Friday, 25 January 2008

Industrial Cottage

What is that, you say? That's the corner of a table, formerly an iron gate that my talented friend Paula had made into a table. How cool, right? I mentioned Paula the other day in my flea market post and wanted to tell you more about her. I was trying to think of how I would describe her style, but I couldn't think of just the right words. In terms of textiles, I thought her style might be described as equal parts linen, leather, and shag. Her style is clean, classic, and modern. But then I thought about how much of her work incorporates so many architectural elements and decided my textile analogy was too narrow--could I add iron and steel to the textile group? So I asked Paula to describe her style. "Industrial cottage" were the words she used to describe her style, and before my eyes finished reading the words in an email she wrote to me, I thought, that's exactly her style! Paula spends most of her days living in her Cape May, New Jersey cottage, but she also spends time in Atlanta, Georgia where she has a beautiful downtown loft.

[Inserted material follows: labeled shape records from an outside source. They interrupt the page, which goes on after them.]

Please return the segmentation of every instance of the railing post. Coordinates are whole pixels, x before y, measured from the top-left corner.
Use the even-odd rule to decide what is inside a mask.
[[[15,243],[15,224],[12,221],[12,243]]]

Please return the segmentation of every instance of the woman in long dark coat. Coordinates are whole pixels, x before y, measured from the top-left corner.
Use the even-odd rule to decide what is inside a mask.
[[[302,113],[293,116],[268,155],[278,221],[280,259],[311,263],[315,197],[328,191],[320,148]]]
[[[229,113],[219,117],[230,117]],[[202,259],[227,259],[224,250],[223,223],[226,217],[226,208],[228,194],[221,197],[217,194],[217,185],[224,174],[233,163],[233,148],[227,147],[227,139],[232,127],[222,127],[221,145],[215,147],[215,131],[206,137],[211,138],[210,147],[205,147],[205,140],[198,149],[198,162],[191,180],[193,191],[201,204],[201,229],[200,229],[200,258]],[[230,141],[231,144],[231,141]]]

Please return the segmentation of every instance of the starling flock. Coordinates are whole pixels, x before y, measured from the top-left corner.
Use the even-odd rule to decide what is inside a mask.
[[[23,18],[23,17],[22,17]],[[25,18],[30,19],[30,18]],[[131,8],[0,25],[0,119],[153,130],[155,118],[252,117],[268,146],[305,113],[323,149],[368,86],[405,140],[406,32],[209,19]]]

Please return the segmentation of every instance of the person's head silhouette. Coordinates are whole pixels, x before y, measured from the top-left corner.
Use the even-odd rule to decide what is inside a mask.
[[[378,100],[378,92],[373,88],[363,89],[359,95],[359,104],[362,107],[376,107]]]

She's a construction consultant and interior designer, and let me tell you, she has a good eye, which also happens to be the name of her business. (Below are a few pictures from her loft.)

One afternoon, after Paula and my mom spent the day together hunting for treasures, my mom said to me on the phone, "Paula has such a good eye!" In her excitement I think my mom said this a few times actually. It was only after she finished talking about their day that I told her that "a good eye" was what Paula had recently decided to call her business. My mom just didn't know that at the time, but she thought it was a perfect name for her business.

Where most people might see a pile of mechanical, nautical, or architectural junk, Paula sees potential lamps, tables, containers, mirrors . . . and turns them into just that. Like the mirror above the bed in her loft--it used to be a victorian bathtub. And look at all these amazing lamps she's designed, all re-purposed from their original use. The lamp bases are drugstore soda fountain stool bases, zinc fragments off of a building in Philadelphia, and antique shoe shine stands. The lamps range from $195 each to $795 a pair.

Her Cape May cottage especially reflects her talent in turning architectural junk into something functional and beautiful. You can see in the pictures below that she turned a bank teller window into a headboard, turned an old bait cleaning sink into a table, an old ship's lantern into a hanging light fixture, and turned propellers into lamps.

Her web site is in the works, so in the meantime, if you're interested in purchasing any of Paula's lamps or mirrors, or if you're interested in having her help you design your house, inside or out, send her an email. I'll leave you now in her garden just outside her newly renovated addition that she designed. Not a bad place to end at all!


Lisa & Alfie said...

Absolutely fantastic Leigh! I love, love, love her look! An amazing designer.

Mitzi - Vintage Goodness said...

Love it - thanks for sharing! Be sure to update us when her website is online, I have a feeling she is going to be a big success. Those lamps rock!

FrenchGardenHouse said...

I'm so glad I found your blog. It has been so very enjoyable to read your posts.

Love this one, stunning photos. Paula does have a great eye! And I'm glad you left us in her garden, I would love to stay there awhile.
xo Lidy

For Love Of Home said...

This woman has incredible imagination. To turn a tub into a mirror is just the greatest. I really love the headboard made from the teller window.
Your Mom and I are going on a road trip Monday to Chattanooga, hope to find some goodies there.

Denise Kiggan said...

I so enjoy her innovative style!


all i need now is a glass of ice tea and a 70 degree day and I would be perfectly perched in one of the chairs in her garden. Absolutely heavenly!

Emily said...

Oh. Can I move in with her?


I think my style is equal parts linen, silk, paper and rust.